Chinese manufacturing activity fell to an eight-month low in October, an official gauge showed, raising another warning signal as hopes for a U.S.-China trade truce were dealt a further blow.
China’s official gauge of factory activity, the manufacturing purchasing managers index, dropped to 49.3 in October from 49.8 in September, the National Bureau of Statistics said Thursday.
The index has stayed below the 50 mark, which separates expansion from contraction, for six straight months, indicating worsening business sentiment despite the government’s efforts to spur economic growth.
Economists were expecting factory activity to have held steady this month, partly due to easing trade tensions between China and the U.S. But the cancellation of a summit of Asia-Pacific Economic Cooperation members has complicated efforts by the world’s two largest economies to sign a limited trade agreement designed to keep new tariffs at bay.
Even if a partial trade deal were reached, that alone probably wouldn’t help China’s economy in the absence of other policy supports, said Serena Zhou, an economist at Mizuho Securities.
“The latest PMI again proved that China’s economy is under notable downward pressure,” Ms. Zhou said. “I don’t think an interim trade deal in November can quickly turn the situation around.”
The drop in manufacturing activity adds pressure on Beijing policy makers, who are seeking to juice economic growth while taming inflation expectations.
Policy easing by other global central banks could push the People’s Bank of China to ease more. The Federal Reserve cut interest rates for the third time this year on Wednesday. However, the PBOC also must contend with rising consumer inflation.
Surging pork prices pushed China’s consumer inflation to a near six-year high in September, while China’s producer-price deflation deepened more amid falling raw-material prices and soft demand, latest official data showed.
“Yes, the central bank is under pressure to stabilize [economic] growth, but it seems more worried about heating inflation expectations,” said Yang Weixiao, an economist at Founder Securities.

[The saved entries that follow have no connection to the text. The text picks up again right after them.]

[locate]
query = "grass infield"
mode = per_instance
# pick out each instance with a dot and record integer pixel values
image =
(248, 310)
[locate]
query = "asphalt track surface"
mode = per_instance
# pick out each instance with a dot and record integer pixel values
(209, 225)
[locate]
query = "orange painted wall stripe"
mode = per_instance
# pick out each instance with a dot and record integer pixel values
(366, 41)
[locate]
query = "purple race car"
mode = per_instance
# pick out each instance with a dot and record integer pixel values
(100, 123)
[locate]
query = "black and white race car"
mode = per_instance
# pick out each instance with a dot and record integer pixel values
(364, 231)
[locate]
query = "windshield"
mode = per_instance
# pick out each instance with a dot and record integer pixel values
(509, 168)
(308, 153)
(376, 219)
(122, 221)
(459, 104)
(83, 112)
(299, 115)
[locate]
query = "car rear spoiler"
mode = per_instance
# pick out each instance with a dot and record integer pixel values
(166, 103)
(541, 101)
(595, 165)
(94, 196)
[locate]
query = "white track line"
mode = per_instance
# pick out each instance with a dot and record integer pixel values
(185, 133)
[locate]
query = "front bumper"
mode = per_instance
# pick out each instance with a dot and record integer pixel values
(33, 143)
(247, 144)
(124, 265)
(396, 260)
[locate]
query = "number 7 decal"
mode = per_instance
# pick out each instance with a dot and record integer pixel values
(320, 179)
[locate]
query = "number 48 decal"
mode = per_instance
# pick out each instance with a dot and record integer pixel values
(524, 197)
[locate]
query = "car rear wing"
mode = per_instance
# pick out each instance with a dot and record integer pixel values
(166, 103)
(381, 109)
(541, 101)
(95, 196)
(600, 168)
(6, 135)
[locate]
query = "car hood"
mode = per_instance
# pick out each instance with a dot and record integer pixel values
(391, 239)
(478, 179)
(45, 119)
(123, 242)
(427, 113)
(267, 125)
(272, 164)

Weakness in the official factory-activity report was broad-based. A subindex measuring total new orders received by China’s manufacturers decreased to 49.6 in October from 50.5 in September, the statistics bureau said.
New export orders, an indicator of external demand for Chinese goods, fell to 47.0 from 48.2 in September, while import orders tumbled to 46.9 from 47.1 a month earlier. Production also eased to 50.8 in October, compared with 51.9 in September.
Meantime, business activity outside China’s factory gates expanded at the slowest pace in October in nearly four years, as weaker growth among service providers outweighed strength in the construction sector, a separate official gauge showed.
China’s official nonmanufacturing PMI, also released Thursday, dropped to 52.8 from 53.7 in September.
Ms. Zhou of Mizuho said one policy option is for China’s central bank to trim the amount of reserves that banks are required to keep on hand, a move that she said would benefit all lenders equally, including smaller rural ones that have been suffering from higher interbank financing costs in recent months.
On Wednesday, one such bank in central Henan province became the latest lender to spark concern as authorities were forced Wednesday to assure the safety of its deposits following a flurry of withdrawals. At the same time, China’s anticorruption watchdog unveiled an investigation into the bank’s former chairman.